Ты ловила на себе взгляды. Для всех ты была частью его маски. Красивая деталь, дорогая брошь на лацкане хозяина винокурни. Ты привыкла к такому взгляду: кто-то любопытствовал, кто-то презирал, кто-то тихо завидовал. Но ты знала, что пока он здесь, никто не посмеет перейти грань. Однако в этот раз ты ошиблась.

— Леди… — Голос раздался слишком близко. Ты даже не заметила, как он подошёл.
Молодой человек совсем ещё мальчишка в форме рекрута Фатуи. Темная мантия ещё не успела пропитаться холодом Снежной и он носил её, как маскарадный костюм, с наигранной важностью. Юноша склонился так низко, что ты почувствовала его дыхание у шеи.

— Вы так одиноки у окна. Позвольте составить вам компанию?

Ты сделала шаг в сторону как учил тебя Дилюк: не провоцируй, но и не подставляйся под удар.
— Не стоит, — коротко бросила ты, даже не посмотрев ему в глаза.
Он усмехнулся. Пьяно и самоуверенно. В его взгляде было глупое, но наглое неуважение.

— Да ладно вам… Такая красавица — и одна? Ваш господин… — он кивнул в сторону закрытых дверей кабинета, — …он ведь сейчас занят. Зачем ему знать, что вы скучаете?

Рекрут сделал шаг ближе, ты отступила, но спиной упёрлась в стену.
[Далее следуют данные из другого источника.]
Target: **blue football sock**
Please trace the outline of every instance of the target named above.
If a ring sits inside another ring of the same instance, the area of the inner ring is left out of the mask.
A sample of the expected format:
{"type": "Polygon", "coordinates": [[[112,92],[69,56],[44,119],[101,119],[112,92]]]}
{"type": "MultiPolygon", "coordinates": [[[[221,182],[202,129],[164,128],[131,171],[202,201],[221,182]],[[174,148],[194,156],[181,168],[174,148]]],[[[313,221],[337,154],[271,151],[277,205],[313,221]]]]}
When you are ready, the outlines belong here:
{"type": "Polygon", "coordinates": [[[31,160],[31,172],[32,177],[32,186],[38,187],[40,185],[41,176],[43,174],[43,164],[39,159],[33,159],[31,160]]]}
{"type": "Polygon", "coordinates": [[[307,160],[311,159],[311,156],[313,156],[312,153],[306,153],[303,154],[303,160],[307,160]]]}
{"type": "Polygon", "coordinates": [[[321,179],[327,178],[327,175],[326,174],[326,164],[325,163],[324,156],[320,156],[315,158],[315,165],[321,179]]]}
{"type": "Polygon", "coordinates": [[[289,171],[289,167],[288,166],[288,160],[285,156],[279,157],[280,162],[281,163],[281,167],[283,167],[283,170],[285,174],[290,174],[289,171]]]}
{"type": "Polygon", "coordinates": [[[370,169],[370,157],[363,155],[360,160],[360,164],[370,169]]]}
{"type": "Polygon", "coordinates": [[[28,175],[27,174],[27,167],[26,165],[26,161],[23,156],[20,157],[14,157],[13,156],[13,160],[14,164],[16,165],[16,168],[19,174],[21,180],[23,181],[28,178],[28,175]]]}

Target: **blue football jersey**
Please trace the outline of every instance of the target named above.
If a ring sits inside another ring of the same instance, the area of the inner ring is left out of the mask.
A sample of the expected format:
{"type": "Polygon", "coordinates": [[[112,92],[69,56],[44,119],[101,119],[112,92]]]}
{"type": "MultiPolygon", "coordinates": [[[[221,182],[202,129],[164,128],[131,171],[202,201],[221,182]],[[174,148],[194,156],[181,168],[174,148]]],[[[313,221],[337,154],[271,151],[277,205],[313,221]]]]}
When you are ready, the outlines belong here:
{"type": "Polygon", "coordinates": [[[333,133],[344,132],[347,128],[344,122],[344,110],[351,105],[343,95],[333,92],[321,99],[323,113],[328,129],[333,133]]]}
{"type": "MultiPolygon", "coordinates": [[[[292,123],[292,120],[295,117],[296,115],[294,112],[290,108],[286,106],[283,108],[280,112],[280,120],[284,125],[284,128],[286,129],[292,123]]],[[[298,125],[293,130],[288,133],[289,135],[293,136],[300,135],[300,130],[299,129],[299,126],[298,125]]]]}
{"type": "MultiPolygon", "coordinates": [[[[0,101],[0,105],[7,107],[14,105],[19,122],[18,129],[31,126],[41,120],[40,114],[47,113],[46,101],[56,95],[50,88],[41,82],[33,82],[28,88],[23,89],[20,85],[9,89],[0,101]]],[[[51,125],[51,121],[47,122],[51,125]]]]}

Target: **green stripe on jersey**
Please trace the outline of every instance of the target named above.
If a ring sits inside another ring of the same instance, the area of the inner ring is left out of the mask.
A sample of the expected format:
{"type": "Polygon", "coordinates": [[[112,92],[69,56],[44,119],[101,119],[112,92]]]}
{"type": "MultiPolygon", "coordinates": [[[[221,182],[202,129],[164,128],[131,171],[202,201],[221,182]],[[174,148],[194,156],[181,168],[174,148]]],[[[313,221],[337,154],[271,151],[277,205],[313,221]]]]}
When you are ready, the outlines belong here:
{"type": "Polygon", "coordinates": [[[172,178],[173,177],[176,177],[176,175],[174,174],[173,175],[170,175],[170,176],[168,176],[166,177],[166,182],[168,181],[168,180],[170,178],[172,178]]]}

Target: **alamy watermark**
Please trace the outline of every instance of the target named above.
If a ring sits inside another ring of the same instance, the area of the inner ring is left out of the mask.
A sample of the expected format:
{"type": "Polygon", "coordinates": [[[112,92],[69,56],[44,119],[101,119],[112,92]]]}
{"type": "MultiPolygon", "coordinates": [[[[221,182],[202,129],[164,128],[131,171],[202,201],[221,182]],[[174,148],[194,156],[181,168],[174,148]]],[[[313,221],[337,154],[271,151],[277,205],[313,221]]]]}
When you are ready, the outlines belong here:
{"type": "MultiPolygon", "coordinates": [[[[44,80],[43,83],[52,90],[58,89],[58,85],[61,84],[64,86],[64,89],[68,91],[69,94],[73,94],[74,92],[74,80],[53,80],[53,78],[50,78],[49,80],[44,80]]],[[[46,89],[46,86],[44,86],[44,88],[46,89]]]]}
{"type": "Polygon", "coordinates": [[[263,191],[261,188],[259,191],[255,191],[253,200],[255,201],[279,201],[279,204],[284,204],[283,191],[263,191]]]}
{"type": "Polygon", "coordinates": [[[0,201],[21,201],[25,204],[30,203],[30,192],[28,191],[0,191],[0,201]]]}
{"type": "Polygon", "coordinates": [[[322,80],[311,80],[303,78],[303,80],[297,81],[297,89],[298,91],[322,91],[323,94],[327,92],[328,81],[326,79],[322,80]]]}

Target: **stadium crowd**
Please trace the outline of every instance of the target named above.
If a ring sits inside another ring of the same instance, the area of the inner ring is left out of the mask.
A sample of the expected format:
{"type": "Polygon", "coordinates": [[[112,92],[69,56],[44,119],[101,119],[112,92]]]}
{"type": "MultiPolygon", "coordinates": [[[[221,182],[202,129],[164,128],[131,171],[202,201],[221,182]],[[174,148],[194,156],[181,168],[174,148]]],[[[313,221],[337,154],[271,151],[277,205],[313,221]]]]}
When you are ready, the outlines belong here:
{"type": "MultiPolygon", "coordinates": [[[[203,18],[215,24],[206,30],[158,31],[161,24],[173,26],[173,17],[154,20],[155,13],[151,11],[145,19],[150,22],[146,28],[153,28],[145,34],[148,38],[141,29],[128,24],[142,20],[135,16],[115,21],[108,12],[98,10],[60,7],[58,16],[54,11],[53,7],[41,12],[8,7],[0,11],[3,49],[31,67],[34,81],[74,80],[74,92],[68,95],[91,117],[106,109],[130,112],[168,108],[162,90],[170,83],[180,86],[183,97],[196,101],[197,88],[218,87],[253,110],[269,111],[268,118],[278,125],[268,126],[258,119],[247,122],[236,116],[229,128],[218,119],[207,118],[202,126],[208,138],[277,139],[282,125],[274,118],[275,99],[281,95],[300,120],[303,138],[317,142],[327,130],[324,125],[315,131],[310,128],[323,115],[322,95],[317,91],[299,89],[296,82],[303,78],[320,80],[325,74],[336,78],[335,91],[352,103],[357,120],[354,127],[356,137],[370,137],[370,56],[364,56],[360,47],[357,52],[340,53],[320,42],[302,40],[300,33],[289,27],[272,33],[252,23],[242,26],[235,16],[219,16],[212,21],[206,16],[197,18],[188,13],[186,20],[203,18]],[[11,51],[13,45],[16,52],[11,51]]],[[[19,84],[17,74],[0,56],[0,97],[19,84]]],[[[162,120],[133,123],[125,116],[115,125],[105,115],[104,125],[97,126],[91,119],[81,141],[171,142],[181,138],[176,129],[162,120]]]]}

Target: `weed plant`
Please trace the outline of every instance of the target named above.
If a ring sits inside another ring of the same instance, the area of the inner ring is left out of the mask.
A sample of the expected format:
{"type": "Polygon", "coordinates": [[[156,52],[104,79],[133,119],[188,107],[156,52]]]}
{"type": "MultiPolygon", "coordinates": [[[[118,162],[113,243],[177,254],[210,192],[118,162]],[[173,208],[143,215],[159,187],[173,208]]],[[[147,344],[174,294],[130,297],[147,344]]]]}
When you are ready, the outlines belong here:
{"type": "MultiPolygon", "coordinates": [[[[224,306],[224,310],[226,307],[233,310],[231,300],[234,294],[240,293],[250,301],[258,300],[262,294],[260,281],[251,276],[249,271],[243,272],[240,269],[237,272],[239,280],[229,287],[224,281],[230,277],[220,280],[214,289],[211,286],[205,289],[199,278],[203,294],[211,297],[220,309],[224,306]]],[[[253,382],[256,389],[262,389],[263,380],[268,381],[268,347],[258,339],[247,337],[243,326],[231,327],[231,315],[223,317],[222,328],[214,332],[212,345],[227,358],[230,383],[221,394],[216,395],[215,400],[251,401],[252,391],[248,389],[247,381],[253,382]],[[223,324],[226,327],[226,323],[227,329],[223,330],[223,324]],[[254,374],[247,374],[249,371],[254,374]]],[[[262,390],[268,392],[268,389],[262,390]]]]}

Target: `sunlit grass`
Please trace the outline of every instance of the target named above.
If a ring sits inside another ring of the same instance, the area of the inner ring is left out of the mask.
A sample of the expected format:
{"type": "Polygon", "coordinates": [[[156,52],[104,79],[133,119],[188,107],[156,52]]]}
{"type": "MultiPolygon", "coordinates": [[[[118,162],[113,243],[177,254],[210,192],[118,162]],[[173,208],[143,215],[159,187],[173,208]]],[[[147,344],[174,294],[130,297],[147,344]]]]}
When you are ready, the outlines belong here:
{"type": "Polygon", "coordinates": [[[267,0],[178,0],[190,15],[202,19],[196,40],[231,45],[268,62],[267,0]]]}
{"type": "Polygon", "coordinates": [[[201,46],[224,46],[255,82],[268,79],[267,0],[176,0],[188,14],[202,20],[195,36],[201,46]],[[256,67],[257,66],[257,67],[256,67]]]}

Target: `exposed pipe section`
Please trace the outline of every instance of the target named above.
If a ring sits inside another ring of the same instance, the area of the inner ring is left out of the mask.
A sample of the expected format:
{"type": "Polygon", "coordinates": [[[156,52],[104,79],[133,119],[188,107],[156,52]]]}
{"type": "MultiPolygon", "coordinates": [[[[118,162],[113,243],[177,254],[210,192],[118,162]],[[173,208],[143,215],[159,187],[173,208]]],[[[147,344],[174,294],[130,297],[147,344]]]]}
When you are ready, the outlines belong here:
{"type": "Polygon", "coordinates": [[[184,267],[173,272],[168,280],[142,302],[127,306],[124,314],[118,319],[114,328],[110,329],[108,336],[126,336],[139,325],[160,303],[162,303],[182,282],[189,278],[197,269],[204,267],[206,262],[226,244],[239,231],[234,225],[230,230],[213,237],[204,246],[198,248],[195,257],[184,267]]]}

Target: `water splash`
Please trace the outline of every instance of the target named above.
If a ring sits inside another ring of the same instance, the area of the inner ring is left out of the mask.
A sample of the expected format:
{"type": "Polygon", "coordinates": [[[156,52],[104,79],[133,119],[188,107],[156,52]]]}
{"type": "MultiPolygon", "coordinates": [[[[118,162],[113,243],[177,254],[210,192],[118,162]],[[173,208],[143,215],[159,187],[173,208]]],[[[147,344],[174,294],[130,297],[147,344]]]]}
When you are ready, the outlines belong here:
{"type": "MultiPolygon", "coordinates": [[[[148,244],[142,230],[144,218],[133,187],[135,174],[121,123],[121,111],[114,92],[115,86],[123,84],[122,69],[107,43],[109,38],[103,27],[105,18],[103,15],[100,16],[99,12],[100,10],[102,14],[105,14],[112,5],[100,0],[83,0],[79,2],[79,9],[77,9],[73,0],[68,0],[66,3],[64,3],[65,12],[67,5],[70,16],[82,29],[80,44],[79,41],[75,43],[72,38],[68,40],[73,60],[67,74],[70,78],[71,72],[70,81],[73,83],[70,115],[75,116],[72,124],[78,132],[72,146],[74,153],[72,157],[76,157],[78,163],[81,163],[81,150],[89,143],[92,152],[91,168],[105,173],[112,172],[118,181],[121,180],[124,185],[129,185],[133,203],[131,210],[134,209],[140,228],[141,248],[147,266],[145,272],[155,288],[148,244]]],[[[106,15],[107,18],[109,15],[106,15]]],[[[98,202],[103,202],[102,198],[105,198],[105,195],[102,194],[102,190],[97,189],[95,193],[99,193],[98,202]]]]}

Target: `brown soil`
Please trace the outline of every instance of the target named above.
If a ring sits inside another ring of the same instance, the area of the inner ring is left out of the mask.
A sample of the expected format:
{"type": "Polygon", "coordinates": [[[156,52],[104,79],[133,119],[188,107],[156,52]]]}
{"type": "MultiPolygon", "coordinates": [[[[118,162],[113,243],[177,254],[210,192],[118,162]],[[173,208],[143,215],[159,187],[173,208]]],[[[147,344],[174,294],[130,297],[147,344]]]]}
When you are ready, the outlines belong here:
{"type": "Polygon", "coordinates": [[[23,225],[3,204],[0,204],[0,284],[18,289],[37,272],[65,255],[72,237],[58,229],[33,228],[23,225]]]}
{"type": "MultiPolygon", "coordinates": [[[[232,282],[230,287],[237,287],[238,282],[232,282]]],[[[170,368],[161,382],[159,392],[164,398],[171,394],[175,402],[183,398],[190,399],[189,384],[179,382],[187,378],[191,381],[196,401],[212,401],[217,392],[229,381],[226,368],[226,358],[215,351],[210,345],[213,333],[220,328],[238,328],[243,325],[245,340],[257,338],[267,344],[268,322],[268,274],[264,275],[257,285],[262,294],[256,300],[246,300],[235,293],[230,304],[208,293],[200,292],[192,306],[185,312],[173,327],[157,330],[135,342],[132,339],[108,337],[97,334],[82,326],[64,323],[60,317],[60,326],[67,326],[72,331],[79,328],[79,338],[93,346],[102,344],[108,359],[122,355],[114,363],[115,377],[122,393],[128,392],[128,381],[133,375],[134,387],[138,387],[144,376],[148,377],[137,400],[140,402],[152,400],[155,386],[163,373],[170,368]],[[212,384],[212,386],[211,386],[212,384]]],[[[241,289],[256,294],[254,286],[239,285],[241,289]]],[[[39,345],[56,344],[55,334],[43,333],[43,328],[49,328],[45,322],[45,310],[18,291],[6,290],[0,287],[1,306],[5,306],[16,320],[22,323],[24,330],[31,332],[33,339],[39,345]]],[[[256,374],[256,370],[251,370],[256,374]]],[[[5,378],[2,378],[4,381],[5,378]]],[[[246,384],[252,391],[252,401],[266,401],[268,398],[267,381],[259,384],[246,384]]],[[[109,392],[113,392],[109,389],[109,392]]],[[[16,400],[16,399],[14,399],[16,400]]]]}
Мир сузился до этого дыхания и тяжёлого запаха алкоголя.

— Позвольте мне вас развеселить… — прошептал он и положил руку тебе на талию — самоуверенно, дерзко и так мерзко.

Ты почувствовала, как по коже пробежал холод и что-то глубже: злость, обида.
Ты могла бы оттолкнуть его, могла бы ударить и Дилюк бы только одобрил.
Однако осознание того, что за спиной гости связывало тебе руки. Ты заметила краем глаза, как двое Фатуи постарше сделали вид, что не заметили: кто-то отвернулся с фальшивой улыбкой, кто-то едва заметно усмехнулся. Никто не вмешался. Для них ты была лишь «украшением». А этот юноша пусть и мелкая, но часть их флага.

— Уберите руку, — твой голос был ровным, но внутри всё уже пылало.

Однако он не послушал, а лишь сильнее сжал твой бок как ребёнок, который проверяет, что можно, а что нельзя.

— Давай без лишнего. Ты же не хочешь скандала… — сказал юноша.

И прежде чем ты успела увернуться, он наклонился ближе, а его губы коснулись твоих.
Твоя ладонь сама сжалась в кулак. Ты знала, что Дилюк сказал бы тебе не сдерживаться, но тебе не хотелось разрушать его репутацию.

……………………

Кабинет был тихим островком в шумном зале. Здесь пахло древесиной, старым вином и пеплом от камина. Дилюк сидел за массивным столом, полированная поверхность которого отражала мягкий свет настольной лампы.

Фатуи говорил вежливо, но ты слышала бы, сколько льда было под этими словами.
Они предлагали сотрудничество: красиво, рассказывая про торговлю, инвестиции, укрепление связей между Снежной и Монштадтом. На самом деле они хотели только одного: доступ к виноградникам Дилюка и его сети поставок. Для Фатуи это был не бизнес, способ прорасти ещё глубже в сердце города. Для Дилюка же это было отвратительно. Однако он слушал.

Дилюк сидел, слегка откинувшись в кресле, локти на подлокотниках, пальцы сцеплены. Его красные волосы, обычно небрежно уложенные, сейчас выглядели идеально. Маска учтивости требовала деталей. Глаза же не скрывали ничего. Они были спокойными, но в их глубине жил огонь, который знал только он.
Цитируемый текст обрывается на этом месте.